理由としては、後ほど明示的に関連付けと静的ルートを追加するため、分かりやすさの観点でおススメです。

②RAMでTransit Gatewayを別アカウントに共有

別のAWSアカウントからTransit Gatewayを利用するには、Transit Gatewayの作成元AWSアカウントからResource Access Managerを利用してTransit Gatewayの共有を行います。
①で作成したTransit Gatewayを共有する対象として選択し、12桁のAWSアカウントIDを入力して共有先のAWSアカウントの数だけ追加することがポイントです。

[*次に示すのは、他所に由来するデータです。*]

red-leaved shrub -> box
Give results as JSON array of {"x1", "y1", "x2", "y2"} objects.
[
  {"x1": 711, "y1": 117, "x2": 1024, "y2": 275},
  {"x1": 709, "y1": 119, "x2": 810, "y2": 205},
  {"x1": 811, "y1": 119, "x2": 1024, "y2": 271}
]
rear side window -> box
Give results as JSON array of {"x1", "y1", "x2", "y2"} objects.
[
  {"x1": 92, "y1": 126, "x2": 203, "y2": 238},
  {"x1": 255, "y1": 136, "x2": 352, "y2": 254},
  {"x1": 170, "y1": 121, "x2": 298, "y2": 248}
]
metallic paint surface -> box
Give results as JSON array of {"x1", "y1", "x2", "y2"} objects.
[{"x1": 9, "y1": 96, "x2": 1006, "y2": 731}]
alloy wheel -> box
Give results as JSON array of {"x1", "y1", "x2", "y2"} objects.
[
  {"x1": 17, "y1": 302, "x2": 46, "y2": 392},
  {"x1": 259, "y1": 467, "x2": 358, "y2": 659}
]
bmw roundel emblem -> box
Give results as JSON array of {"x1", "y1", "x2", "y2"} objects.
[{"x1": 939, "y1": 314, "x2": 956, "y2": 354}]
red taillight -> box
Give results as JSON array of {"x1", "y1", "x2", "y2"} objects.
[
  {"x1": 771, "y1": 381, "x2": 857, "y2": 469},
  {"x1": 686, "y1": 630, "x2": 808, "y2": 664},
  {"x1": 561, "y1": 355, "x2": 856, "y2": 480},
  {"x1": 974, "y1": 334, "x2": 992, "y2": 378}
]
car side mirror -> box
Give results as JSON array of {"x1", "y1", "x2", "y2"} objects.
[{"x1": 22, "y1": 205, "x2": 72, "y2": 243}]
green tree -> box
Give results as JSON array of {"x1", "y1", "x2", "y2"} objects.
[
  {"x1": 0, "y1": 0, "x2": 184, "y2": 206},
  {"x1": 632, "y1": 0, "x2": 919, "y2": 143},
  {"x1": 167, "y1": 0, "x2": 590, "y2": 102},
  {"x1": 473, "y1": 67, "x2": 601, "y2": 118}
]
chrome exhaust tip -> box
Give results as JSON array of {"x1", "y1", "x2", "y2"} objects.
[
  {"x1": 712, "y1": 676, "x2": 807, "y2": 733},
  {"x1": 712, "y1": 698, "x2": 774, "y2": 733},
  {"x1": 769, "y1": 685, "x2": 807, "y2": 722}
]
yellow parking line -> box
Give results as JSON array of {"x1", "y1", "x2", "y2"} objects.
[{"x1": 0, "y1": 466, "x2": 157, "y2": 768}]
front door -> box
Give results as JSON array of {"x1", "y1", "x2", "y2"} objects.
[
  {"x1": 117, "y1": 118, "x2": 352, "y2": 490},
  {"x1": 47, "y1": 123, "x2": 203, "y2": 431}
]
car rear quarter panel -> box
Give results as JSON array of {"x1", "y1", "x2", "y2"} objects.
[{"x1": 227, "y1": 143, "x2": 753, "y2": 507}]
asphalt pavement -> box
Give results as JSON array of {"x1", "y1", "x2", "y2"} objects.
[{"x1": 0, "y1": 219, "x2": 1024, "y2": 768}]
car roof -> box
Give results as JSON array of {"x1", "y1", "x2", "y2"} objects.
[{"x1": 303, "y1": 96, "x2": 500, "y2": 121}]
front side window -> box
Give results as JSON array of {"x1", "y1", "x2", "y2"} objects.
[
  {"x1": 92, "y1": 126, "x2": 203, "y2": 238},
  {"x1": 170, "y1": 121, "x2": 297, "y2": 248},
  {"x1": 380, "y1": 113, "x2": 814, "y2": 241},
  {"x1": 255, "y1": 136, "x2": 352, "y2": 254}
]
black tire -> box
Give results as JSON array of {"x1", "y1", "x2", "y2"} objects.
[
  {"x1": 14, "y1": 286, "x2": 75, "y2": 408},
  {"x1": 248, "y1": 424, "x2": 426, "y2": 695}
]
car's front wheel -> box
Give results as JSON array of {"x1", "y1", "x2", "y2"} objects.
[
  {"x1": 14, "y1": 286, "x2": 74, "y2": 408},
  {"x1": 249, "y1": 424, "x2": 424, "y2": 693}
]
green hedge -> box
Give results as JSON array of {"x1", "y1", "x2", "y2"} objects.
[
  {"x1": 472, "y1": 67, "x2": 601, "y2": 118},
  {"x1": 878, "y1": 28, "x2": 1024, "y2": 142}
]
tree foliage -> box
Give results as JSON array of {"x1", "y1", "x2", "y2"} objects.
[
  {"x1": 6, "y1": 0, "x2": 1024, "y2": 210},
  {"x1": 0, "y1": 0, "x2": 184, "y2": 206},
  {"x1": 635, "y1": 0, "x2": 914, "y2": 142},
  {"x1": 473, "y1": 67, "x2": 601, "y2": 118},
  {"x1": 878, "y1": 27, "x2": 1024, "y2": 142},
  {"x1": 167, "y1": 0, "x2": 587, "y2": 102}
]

③Transit Gatewayアタッチメントの作成

Transit Gatewayに接続するにはTransit Gatewayアタッチメントが必要です。
①で作成したTransit Gateway IDを選択し、Transit Gatewayアタッチメントを紐づけるサブネットは、以下のベストプラクティスに従い、Transit Gateway専用のサブネットを選択することがポイントです。
Transit Gateway 設計のベストプラクティス - Amazon VPC

Transit Gateway共有先のAWSアカウント(Account BとC)でTransit Gatewayアタッチメントの作成処理を実施後、Transit Gateway共有元のAWSアカウント(Account A)で承諾処理を行うことで、共有先のAWSアカウントのTransit Gatewayアタッチメントが有効化されます※。

※自動承諾したい場合はTransit Gateway作成時に「共有アタッチメントを自動承諾」オプションを有効化する必要があります。

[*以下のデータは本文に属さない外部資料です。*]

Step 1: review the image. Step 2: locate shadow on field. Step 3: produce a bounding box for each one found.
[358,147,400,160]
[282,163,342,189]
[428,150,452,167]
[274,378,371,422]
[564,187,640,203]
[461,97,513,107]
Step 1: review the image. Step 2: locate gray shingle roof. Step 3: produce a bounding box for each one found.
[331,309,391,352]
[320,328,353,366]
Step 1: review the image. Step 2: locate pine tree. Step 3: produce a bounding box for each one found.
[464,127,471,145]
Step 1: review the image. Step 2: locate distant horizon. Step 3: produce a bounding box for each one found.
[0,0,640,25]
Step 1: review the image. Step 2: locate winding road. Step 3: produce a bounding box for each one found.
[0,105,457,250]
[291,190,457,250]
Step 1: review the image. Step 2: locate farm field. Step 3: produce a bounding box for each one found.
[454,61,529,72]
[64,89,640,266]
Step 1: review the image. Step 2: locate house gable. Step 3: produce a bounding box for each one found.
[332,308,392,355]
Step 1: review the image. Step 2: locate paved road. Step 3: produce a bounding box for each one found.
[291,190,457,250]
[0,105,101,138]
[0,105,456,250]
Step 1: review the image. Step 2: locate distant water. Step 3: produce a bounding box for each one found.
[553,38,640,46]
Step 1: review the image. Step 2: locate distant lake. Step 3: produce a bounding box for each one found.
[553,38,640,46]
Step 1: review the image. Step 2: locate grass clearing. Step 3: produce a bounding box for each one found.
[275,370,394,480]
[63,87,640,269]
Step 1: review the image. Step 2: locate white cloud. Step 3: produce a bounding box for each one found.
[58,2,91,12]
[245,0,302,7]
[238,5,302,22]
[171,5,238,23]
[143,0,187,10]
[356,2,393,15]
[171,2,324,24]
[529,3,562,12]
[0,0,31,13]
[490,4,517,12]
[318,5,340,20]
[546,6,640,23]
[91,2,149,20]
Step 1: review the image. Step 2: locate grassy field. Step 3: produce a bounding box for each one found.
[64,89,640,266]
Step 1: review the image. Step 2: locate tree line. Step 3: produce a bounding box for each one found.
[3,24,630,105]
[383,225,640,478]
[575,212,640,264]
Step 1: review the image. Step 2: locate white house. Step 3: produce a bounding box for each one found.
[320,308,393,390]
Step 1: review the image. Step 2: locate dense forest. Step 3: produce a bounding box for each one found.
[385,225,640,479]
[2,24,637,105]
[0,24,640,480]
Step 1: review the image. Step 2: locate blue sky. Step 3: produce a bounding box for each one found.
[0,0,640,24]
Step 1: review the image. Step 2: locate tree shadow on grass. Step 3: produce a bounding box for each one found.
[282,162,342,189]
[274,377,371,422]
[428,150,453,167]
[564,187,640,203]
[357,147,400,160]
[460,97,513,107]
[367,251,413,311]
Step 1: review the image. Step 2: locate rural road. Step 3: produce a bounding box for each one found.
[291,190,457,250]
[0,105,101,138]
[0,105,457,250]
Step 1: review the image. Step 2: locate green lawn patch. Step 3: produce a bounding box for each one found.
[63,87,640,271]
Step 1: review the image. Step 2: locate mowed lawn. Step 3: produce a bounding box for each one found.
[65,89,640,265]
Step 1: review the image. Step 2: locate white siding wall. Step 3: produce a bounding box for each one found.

④Transit Gatewayルートテーブルの作成

③で作成したTransit Gatewayアタッチメントと関連付ける(⑥で後述)ためのTransit Gatewayルートテーブルを作成します。
①で作成したTransit Gateway IDを選択してTransit Gatewayルートテーブルを作成します。
Transit GatewayルートテーブルはVPCを跨ぐ際のルートを定義しているということがポイントです。

⑤静的ルートの追加

④で作成したTransit Gatewayルートテーブルに静的ルートを追加します。
どのIPアドレスレンジの時(CIDR)に、どこの宛先(Transit Gatewayアタッチメント)へ行くかを定義し、必要な数だけ追加することがポイントです。

⑥Transit Gatewayルートテーブルとアタッチメントとの関連付け

③で作成したTransit Gatewayアタッチメントと④で作成したTransit Gatewayルートテーブルの関連付けを行います。
1ルートテーブルにつき1アタッチメントを関連付けることで、設定がわかりやすくなるのでおススメです。

⑦各プライベートサブネットのルートを追加

各EC2インスタンスでping疎通を行い、Transit Gatewayの動作確認を実施する前段として、各プライベートサブネットのルートテーブルにTransit Gatewayをターゲットとしたルートを追加します(構成図の赤枠部分)。

④のTransit Gatewayルートテーブルとは異なり、サブネットのルートテーブルはVPC内のルートを定義しているということがポイントです。

Transit Gateway環境の構築は以上です。

pingでの疎通確認

Transit Gateway環境の構築後は、想定した挙動となるかping疎通を行い、動作確認※を実施します。
※各EC2インスタンスに紐づくセキュリティグループはそれぞれのEC2インスタンスからのping(ICMP4)を許可している前提とします。
ping疎通の結果は以下のようになります。

送信元\送信先 10.010.0/24(EC2 A) 172.16.10.0/24(EC2 B) 192.168.10.0/24(EC2 C)
10.010.0/24(EC2 A) -
172.16.10.0/24(EC2 B) - ×
192.168.10.0/24(EC2 C) × -

Transit Gatewayを用いることで簡単にAWSアカウント間の接続や、疎通の制御を行うことが出来ました。

おわりに

「Transit Gatewayアタッチメントって何?」や「Transit Gatewayルートテーブルってサブネットのルートテーブルと何が違うの?」など最初は抵抗を感じるかもしれませんが、AWSアカウントやオンプレミスなど接続対象が増えるほどにTransit Gatewayの恩恵を感じることが出来ると思いましたので、皆さんも是非使ってみて下さい!